Phil Weiss writes here that at a recent roundtable, his co-editor Lizzy Ratner blamed that amorphous blob, the military-industrial complex, for suppressing the Goldstone Report. That annoyed him. I’m with him. One can acknowledge that it doesn’t take much for the US government to suppress a report condemning an ally for human rights violations while also noting that the agent responsible for that suppression is the Israel lobby. One can also note the quietude of the American left on the lobby while noting that groups were organizing against AIPAC on the left for over a decade and that the Marxist MERIP was talking about “domestic considerations” over 30 years ago. One can knock the errors of the American left without resorting to straw-men.
Ratner makes our job harder in that respect. Nonetheless, what one cannot do is try to retail the lobby line to the American left by saying that the “US has lost national sovereignty to Israel and its US supporters,” so that we can return to the Edenic days of destroying Vietnam, Japan, and the Philippines. It will never work, for obvious and defensible reasons, and those who want the left to incorporate the lobby thesis should understand that. Finally, though, there is something leftists should learn from the right-wing lobby folk: the preference for agents over abstractions.
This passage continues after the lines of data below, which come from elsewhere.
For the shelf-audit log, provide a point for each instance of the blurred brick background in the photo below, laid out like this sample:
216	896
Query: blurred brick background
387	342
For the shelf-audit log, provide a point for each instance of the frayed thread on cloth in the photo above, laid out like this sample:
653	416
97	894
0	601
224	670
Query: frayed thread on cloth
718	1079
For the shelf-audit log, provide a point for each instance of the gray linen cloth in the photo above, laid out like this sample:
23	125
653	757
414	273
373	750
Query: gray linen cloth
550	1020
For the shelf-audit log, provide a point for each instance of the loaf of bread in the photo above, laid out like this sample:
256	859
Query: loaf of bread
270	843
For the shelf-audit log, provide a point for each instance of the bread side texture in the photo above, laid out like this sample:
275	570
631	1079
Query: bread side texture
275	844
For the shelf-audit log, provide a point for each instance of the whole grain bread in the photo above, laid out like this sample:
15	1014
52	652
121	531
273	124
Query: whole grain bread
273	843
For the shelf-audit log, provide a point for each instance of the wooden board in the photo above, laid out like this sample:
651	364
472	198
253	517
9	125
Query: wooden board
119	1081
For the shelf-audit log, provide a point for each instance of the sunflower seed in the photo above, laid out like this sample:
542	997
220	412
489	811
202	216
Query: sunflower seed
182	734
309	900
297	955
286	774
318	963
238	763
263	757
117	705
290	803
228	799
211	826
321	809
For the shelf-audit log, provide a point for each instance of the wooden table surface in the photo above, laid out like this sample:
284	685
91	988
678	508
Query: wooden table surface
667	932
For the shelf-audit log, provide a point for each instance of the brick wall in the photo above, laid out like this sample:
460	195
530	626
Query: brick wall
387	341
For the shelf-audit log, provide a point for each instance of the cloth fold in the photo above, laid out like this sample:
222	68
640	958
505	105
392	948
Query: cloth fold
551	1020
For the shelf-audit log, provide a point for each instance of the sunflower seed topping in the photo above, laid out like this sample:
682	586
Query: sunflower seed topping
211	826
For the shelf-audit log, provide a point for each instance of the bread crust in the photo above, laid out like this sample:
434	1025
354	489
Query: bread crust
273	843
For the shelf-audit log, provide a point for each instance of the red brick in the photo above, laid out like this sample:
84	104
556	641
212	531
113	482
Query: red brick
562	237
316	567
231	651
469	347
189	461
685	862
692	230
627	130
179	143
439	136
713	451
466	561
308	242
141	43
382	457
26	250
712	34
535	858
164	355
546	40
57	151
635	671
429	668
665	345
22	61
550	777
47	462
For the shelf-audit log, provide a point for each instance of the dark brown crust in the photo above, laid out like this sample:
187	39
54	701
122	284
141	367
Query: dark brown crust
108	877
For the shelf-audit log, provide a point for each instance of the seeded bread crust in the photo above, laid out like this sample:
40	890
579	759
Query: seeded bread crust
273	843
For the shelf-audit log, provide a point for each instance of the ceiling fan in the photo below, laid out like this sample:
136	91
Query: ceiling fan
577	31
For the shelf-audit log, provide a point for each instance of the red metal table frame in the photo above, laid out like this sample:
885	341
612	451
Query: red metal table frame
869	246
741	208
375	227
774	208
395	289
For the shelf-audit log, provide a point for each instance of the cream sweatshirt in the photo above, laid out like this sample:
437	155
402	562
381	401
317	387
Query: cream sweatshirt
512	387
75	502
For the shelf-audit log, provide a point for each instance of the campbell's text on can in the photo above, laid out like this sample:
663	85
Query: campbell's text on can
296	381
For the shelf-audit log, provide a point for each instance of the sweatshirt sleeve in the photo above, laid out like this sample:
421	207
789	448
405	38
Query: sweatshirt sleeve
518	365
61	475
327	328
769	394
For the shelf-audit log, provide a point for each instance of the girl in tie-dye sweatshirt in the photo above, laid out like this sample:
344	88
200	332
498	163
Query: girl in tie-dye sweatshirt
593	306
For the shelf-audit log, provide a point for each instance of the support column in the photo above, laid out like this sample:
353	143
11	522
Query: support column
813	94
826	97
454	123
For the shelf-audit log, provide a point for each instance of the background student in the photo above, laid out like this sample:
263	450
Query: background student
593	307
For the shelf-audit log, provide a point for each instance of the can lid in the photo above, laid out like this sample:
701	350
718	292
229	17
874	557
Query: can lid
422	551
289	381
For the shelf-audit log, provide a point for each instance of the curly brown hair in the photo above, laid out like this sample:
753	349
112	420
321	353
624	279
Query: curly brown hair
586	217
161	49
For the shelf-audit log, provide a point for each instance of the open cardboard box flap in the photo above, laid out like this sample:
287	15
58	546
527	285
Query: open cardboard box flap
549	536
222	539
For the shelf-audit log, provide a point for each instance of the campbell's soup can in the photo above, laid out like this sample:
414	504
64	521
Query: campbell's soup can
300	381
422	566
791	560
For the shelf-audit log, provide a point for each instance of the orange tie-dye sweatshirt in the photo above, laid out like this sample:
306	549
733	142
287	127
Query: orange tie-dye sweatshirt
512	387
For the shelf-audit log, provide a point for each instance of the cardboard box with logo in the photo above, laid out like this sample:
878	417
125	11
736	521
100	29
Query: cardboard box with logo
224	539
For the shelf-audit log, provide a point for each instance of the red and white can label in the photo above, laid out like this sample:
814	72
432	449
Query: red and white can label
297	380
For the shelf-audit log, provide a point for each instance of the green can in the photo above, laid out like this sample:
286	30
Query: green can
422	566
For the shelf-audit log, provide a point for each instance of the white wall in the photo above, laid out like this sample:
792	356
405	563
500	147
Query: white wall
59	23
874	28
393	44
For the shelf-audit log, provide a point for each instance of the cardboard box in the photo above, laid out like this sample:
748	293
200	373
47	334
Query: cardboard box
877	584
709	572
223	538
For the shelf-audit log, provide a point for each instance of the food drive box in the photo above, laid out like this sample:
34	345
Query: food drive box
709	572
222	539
As Corey Robin writes in The Nation, “We must, in other words, change the argument from the abstractions of the free market to the very real power of the businessman.” Or, for us, “We must, in other words, change the argument from the abstractions of the military-industrial complex to the very real power of Lockheed Martin and Northrop Grumman and their executives,” Robert J. Stevens and Wesley Bush, over our lives. Which includes, too, moving from the abstraction of a trans-national class fragment — AKA, the lobby — to Haim Saban’s incessant stuffing of the stockings of Hillary Clinton.